And notice what it says in verse five: “These twelve Jesus sent out with the following instructions:…” The mission that these twelve were sent out to do was not one that they were to do on their own. They were sent as a group, but also they were sent with instructions. In fact, specific instructions; they were told where to go, whom to visit, what to say and what to do. We are left with the distinct impression that these twelve were being sent to participate in the ongoing mission of Jesus in this world.

It is very easy for us in this world of specialisation to think that mission is for those who are qualified, those who are called specifically, but the point is that Jesus calls all his disciples, all of his followers, no matter what character flaws, what personality struggles we all have, to participate in what he is doing. So much of the burden comes to us when we think that we have to do everything on our own.

One of the most powerful teachings of Luther, in my opinion, is what he teaches us about vocation, or our calling in this life. Luther says that we are called to serve and love God to whoever and wherever he has placed us. We are called to serve God by ministering to our spouses, our children, our friends, those we meet in our ordinary work places, whatever that work may be. God will bring people into your life wherever you are; we just need to be willing to respond and love and serve God by loving and serving them. What this means is handing on to them, what has been handed on to us: that is, the truth of who Jesus is and what he has done for us. As Jesus says in 10:8: “Freely you have received; freely give.” God has worked in our lives, we have received from him grace and salvation, now we hand it on to others.

One of the things that Jesus made clear to these disciples, was that to follow him was not going to be easy. When they went, some people would respond well; they would respond in peace and welcome them and the Gospel. But others would not. Others would not accept. Jesus makes it clear that it is highly risky in this life to follow him. In fact, he is brutally honest with them when he says: 16 “I am sending you out like sheep among wolves. Therefore be as shrewd as snakes and as innocent as doves.” He describes how others will not respond well, even family members will be in conflict over Jesus. Sometimes there will be persecution because they do not want to hear the Gospel.

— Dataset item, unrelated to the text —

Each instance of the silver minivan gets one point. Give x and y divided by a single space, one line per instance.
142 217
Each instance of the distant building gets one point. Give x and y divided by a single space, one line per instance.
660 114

But even in the midst of all of this, Jesus tells his disciples not to worry, because the Holy Spirit will give them the right words to say at the time. God has got things in his hand; he is at work in amongst the difficulties that we face. There are times that I really struggle with in my walk with the Lord in letting him work the way he wants to. Often I try to do things, or analyse things or try to manipulate things to go the way I think they should. So when Jesus tells us that the Holy Spirit will give me the right words at the right time, I often struggle with this, because I want things done my way in my time. But as the Lord teaches me again and again as I watch him at work in the lives of his children in this parish, he knows what he is doing. Even as your pastor I participate in what Jesus is doing among you, he is working and I work with him in his way and in his time. Often it is in those visits where I am lost for words, and suddenly I say things that build people up and strengthen them in faith, but as I reflect on the visit I think to myself: where did those words come from? The Holy Spirit is at work. The same is true for all of us and he uses us to reach out to others by often giving us the right words at the right time to hand on to those who need hear them.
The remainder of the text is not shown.